Secondo l’accusa, alcuni bagnini impiegati nel lido del Circolo aziendale Acquedotto pugliese a San Giorgio sarebbero stati costretti a restituire in contanti parte dello stipendio, tra 2 e 4 euro per ogni ora lavorata. Le somme sarebbero state poi utilizzate per pagare in nero altri lavoratori durante eventi e feste.
Nell’inchiesta sono state disposte misure interdittive nei confronti del legale rappresentante Christian Calabrese e di un consulente del lavoro. Per la segretaria, invece, non è stata adottata alcuna misura cautelare dopo gli interrogatori preventivi. Le accuse riguardano una presunta associazione per delinquere finalizzata allo sfruttamento della manodopera. Per Marea, la società avrà ora dieci giorni per presentare eventuali deduzioni, al termine dei quali il Comune potrà adottare i provvedimenti conseguenti.
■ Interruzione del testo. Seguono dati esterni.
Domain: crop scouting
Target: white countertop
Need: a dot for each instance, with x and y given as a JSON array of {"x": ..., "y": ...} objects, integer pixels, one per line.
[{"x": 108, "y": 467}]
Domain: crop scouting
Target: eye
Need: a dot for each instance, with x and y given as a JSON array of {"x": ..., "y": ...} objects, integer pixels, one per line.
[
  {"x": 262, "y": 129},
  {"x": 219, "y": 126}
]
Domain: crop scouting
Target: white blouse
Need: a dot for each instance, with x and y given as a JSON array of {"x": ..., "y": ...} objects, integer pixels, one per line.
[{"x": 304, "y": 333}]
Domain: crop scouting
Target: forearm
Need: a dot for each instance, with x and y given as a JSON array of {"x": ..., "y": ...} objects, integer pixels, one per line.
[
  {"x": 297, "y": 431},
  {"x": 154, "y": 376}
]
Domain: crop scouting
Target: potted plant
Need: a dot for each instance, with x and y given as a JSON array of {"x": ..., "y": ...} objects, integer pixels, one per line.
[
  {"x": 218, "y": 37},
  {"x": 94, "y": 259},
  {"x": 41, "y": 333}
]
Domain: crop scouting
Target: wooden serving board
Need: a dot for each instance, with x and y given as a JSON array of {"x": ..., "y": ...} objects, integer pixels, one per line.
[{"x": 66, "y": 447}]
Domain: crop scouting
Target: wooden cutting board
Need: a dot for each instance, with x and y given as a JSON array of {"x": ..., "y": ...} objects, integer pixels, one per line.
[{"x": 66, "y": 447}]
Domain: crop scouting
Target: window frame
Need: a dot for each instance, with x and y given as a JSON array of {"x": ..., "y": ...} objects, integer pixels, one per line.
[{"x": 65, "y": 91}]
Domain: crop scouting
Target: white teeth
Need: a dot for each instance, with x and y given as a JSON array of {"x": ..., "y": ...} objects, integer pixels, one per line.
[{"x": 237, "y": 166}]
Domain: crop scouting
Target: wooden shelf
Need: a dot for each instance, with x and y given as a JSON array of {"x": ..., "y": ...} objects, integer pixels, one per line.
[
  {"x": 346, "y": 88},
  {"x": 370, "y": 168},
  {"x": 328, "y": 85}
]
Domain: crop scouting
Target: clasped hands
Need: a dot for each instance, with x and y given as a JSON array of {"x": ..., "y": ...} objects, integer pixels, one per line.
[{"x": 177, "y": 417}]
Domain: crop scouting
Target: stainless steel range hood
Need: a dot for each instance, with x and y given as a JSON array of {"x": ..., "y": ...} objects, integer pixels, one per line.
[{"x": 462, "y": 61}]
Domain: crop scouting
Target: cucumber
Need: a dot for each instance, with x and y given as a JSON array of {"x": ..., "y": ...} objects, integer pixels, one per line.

Diversa la situazione per Fortino, dove l’amministratore giudiziario ha escluso irregolarità: il contratto di prestazione di servizi potrà quindi proseguire. Per Torre Quetta, invece, la concessione resta sospesa per consentire i lavori in corso e, al momento, non sono previsti ulteriori provvedimenti da parte dell’amministrazione. La difesa di Calabrese, infine, si dice fiduciosa che la vicenda possa essere chiarita nelle sedi giudiziarie competenti.